In the second series, two new groups, Girls Aloud and One True Voice, were formed. They competed for the Christmas number-one in 2002 with their debut singles "Sound of the Underground" and "Sacred Trust / After You're Gone" respectively; Girls Aloud finished on top and debuted at number one, and One True Voice debuted at number two. One True Voice released another single, "Shakespeare's (Way with) Words" before splitting in June 2003. Girls Aloud, in contrast, have become one of the most successful female groups in the United Kingdom, with 21 successive top-ten singles (including four number-ones), and six top-ten albums (including two number-ones). During the group's three-year hiatus, Cheryl Cole, Nadine Coyle, and Nicola Roberts also went on to release solo material. Girls Aloud reunited to celebrate their tenth anniversary in 2012.

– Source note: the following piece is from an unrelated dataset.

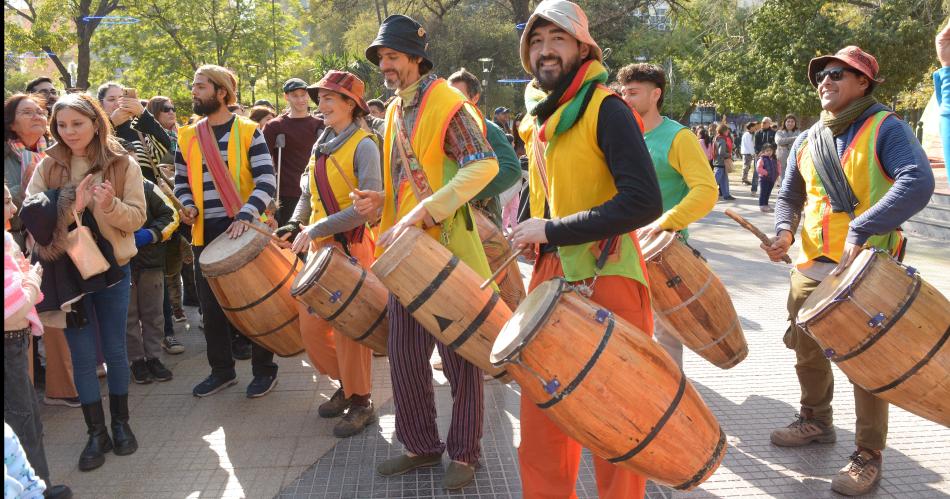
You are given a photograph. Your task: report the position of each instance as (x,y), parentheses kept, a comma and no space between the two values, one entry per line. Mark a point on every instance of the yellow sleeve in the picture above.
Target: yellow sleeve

In addition to the winners of the show, several other participants have achieved careers in music. Liberty X (originally known as Liberty before a legal dispute) has had eight top ten singles in the UK charts, including the number-one hit "Just a Little" in 2002. Kym Marsh released a solo album and two singles after leaving Hear'Say, and Darius Danesh, who did not advance past the audition stage, released material after appearing on Pop Idol. Javine Hylton, the singer who missed out on a place in Girls Aloud, debuted at number four with "Real Things and released several other singles. She was selected as the United Kingdom's entry for the 2005 Eurovision Song Contest, singing "Touch My Fire". The four other female finalists formed the band Clea, and the five losing male finalists experienced success in their band Phixx. The Cheeky Girls, a Romanian duo who did not make the live finals, were given a record contract, and debuted at number three behind the two winning bands.

Singles

Albums
Only albums that charted in the Top 100 of the UK albums chart are included in this list.

Other releases
Liberty X recorded a version of Kool and the Gang's "Fresh", which charted at number 58 on the Australian Singles Chart.
In addition to recording her own solo album following the split of Hear'Say, Myleene Klass signed a deal with EMI Classics which allowed her to choose her own tracks for a series of classical albums. She recorded two songs each for Music for Romance and Music for Mothers.
Darius Danesh appeared on the first series but was eliminated at the audition stage. He reached the final three in Pop Idol and had a succession of hit singles.
Clea released two albums, Identity Crisis and Trinity; the former was released only in Russia and the latter charted at number 258 on the UK Albums Chart. They also re-released "Stuck in the Middle" in 2006 as a joint single with "I Surrender", but the song failed to chart.

See also

Fame Academy discography
Pop Idol discography
The X Factor (UK) discography

Notes
 Javine Hylton is known professionally by her first name only. She was due to release a song with the producer Richard X but the single was cancelled.
 "Don't Let the Morning Come" was a collaboration with Soul Avengerz.
 Kym Marsh continued to be known professionally by this name despite her marriage to Jack Ryder. She was originally a part of the band Hear'Say
 Liberty X were originally known as Liberty but changed their name in 2002. This was following a high-profile court case where another UK band with the same name claimed that their name was being used without permission. Readers of The Sun chose the name X Liberty but the band decided to call themselves Liberty X.
 "Being Nobody" was credited as Richard X vs. Liberty X.
 Clea recorded "We Don't Have to Take Our Clothes Off" with Da Playaz and the release was credited as Da Playaz vs. Clea.
 "Walk This Way" was released by Girls Aloud in collaboration with fellow British girl group Sugababes as the Comic Relief single in 2007, charting at number-one.
 Girls Aloud's album Mixed Up was a bonus CD offered exclusively at Woolworths which contained remixes of the Tangled Up album tracks.
 Girls A Live is a live album to accompany Out of Control that was initially available at Woolworths.
 Cheryl Cole was credited on the release of will.i.am's 2008 single "Heartbreaker" as having sung backing vocals.